John Hess, CEO of Hess Corporation, a large U.S.-based independent oil producer, recently told a Houston audience where he’s putting the company’s money these days: Offshore drilling.
That should strike those who know of Hess Corporation’s heavy involvement in the Bakken shale play (in North Dakota) as a bit strange. Hess says the company will “use cash flow from the Bakken to invest in longer-term offshore investments.”
Hess told his audience that “key U.S. shale fields are starting to plateau, calling shale ‘important but not the next Saudi Arabia.'” Setting aside whether Hess is actually getting investable cash from the Bakken, the constant refrain from the U.S. oil industry has been precisely that shale plays ARE the next Saudi Arabia.
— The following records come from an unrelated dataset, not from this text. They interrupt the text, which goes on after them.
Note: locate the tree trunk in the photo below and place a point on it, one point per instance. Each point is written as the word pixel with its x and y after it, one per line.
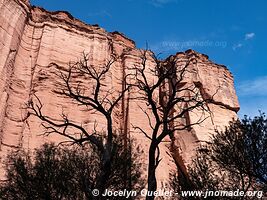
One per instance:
pixel 152 181
pixel 105 170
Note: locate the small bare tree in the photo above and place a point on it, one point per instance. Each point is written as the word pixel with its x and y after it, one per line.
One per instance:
pixel 96 97
pixel 169 99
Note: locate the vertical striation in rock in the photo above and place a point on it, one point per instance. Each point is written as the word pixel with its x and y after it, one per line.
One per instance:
pixel 35 43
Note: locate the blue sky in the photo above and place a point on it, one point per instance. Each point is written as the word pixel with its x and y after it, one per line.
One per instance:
pixel 231 32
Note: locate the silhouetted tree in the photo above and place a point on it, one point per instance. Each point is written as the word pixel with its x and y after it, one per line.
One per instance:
pixel 84 83
pixel 68 173
pixel 169 98
pixel 234 159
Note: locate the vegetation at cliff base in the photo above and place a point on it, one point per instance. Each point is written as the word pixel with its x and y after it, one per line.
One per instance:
pixel 235 159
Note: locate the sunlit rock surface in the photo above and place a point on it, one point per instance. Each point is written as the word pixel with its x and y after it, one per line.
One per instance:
pixel 35 43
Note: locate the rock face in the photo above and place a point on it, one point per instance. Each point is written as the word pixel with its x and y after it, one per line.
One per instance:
pixel 34 43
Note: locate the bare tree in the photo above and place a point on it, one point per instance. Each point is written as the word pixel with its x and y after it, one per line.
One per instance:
pixel 169 99
pixel 96 97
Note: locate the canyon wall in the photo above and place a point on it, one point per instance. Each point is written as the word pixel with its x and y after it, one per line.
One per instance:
pixel 35 44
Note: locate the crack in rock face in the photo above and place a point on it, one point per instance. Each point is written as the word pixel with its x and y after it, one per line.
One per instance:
pixel 35 44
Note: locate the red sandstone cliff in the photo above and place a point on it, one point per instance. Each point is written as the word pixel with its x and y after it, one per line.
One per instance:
pixel 31 39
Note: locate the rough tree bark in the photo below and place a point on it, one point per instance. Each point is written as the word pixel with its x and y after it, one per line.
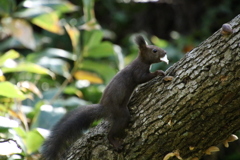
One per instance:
pixel 198 109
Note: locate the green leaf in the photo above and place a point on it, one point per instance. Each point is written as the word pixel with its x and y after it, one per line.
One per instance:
pixel 74 35
pixel 159 42
pixel 11 54
pixel 33 141
pixel 7 89
pixel 88 6
pixel 28 67
pixel 103 69
pixel 6 7
pixel 51 53
pixel 95 38
pixel 21 30
pixel 49 22
pixel 30 13
pixel 104 49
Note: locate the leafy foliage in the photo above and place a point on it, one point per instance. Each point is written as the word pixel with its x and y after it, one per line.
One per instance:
pixel 41 79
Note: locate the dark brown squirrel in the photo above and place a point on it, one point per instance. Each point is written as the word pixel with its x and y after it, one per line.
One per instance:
pixel 112 106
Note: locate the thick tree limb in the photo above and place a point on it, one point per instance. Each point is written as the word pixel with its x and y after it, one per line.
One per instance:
pixel 198 109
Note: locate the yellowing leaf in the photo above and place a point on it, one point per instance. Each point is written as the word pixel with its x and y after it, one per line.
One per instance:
pixel 2 78
pixel 28 67
pixel 7 89
pixel 11 54
pixel 31 87
pixel 21 30
pixel 74 35
pixel 49 22
pixel 91 77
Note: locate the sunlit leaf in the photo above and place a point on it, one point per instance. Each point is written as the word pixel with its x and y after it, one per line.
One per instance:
pixel 104 49
pixel 7 89
pixel 88 9
pixel 6 7
pixel 49 22
pixel 51 52
pixel 102 69
pixel 91 25
pixel 33 141
pixel 60 6
pixel 91 77
pixel 159 42
pixel 11 54
pixel 32 12
pixel 74 36
pixel 31 87
pixel 95 38
pixel 21 30
pixel 56 65
pixel 28 67
pixel 2 77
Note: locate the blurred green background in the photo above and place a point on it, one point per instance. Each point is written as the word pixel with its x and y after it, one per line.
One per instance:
pixel 59 55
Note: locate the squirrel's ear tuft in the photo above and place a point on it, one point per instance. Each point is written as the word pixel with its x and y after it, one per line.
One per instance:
pixel 140 41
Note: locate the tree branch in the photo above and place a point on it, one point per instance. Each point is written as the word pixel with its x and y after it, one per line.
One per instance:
pixel 198 109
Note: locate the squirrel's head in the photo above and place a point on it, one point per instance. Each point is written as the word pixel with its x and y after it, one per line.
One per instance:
pixel 149 53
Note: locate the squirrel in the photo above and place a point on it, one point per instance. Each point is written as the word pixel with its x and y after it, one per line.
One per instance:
pixel 112 106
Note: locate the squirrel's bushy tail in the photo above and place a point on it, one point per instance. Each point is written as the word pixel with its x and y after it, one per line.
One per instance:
pixel 68 129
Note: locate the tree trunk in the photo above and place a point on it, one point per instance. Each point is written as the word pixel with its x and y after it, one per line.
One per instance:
pixel 198 109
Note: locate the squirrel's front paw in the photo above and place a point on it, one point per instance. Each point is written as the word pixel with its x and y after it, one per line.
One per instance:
pixel 160 73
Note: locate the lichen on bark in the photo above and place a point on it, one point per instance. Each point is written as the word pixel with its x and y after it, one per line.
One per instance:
pixel 198 109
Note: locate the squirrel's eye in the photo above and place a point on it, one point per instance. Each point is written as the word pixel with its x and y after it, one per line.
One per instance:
pixel 154 50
Someone should send a note to the U.S. Energy Information Administration (EIA) that maybe it’s not all going to work out. If Hess is right about a peak in U.S. shale oil production soon, that peak will come about a decade earlier than the peak forecast by the EIA.
None of this will come as a surprise to geologist David Hughes whose most recent update on U.S. shale oil and natural gas production suggests that not only will Hess be proven generally correct, but that production will fall much farther than the EIA believes in the coming decades. Hughes continues to rate EIA estimates of ultimate recovery from America’s shale oil and natural gas fields as “extremely optimistic, and highly unlikely to be realized.”
U.S. shale oil production has been a major driver in the growth of world oil supplies. Last year the United States accounted for 98 percent of global growth in oil production. Since 2008 the number is 73 percent. It’s not hard to imagine that a slowdown in U.S. oil production growth or worse yet a decline in overall U.S. production would mean trouble for the entire world.